Entre enero y mayo de este año, 118 sospechosos con edades comprendidas entre 13 y 25 años han sido arrestados en relación con asesinatos o heridas a víctimas con armas blancas o armas de fuego. En el mismo período, 103 sospechosos con edades entre 26 y 35 años han sido arrestados por cargos semejantes, según la Procuraduría de Derechos Humanos (PDH).
Iván Yerovi, representante adjunto del Fondo de las Naciones Unidas para la Infancia (UNICEF) en Guatemala, dijo que es imperativo que los niños reciban una fuerte educación para que no sientan la necesidad de a unirse a las pandillas.
“El problema es que no tienenn opciones en la vida”, declaró al diario guatemalteco Prensa Libre. “Sólo el 35% de la población juvenil terminó su educación en 2009. ¿Qué pasa con el 65% que no terminó la escuela?, ¿dónde están? Seguramente están en el sector informal, metidos en el crimen organizado, como pandilleros y deambulando sin rumbo”.
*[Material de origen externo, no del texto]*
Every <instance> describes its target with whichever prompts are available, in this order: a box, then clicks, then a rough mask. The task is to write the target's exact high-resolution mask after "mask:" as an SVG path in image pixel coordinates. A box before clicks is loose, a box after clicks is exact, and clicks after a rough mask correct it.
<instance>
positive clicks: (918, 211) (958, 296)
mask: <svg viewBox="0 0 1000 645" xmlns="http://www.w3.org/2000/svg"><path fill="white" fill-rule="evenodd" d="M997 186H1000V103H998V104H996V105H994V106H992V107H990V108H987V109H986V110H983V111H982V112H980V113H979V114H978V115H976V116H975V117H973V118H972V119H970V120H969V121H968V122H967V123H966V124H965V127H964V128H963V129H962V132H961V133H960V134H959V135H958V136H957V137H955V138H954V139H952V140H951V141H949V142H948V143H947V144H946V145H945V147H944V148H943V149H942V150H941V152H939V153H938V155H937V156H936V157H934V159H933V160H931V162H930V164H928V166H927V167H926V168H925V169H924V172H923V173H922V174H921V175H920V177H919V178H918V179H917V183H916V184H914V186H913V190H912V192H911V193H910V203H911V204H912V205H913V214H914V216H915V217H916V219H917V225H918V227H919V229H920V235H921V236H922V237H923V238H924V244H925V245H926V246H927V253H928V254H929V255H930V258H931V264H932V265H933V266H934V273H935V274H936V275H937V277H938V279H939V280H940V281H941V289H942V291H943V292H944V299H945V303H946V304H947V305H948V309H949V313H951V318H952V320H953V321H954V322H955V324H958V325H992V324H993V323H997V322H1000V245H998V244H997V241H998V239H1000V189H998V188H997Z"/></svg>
Otras organizaciones hacen énfasis en el arte y la cultura como recursos para alejar a los jóvenes del crimen.
Caja Lúdica, una ONG, ofrece talleres para ayudar a los jóvenes a usar su creatividad para mantenerse alejados del crimen y contribuir con el desarrollo cultural de sus comunidades, dijo Samuel Ochoa, portavoz de la ONG.
“Nosotros utilizamos el arte y la cultura para enseñarles que hay cosas mejores fuera del mundo del crimen y las drogas”, afirmó. “Muchos de los jóvenes que tenemos aquí estaban en pandillas y vinieron a nosotros atraídos por los títeres, la música o nuestro taller de zancos. Eran pandilleros o drogadictos. Pero ahora han dejado esa vida y se han vuelto artistas, músicos y bailarines”.
Más de 1.500 jóvenes de siete departamentos de Guatemala y Belice participan en los programas ofrecidos por Caja Lúdica, agregó Ochoa.
“El conocerse a sí mismos les permite cambiar el modo en que interactúan con su entorno”, finalizó.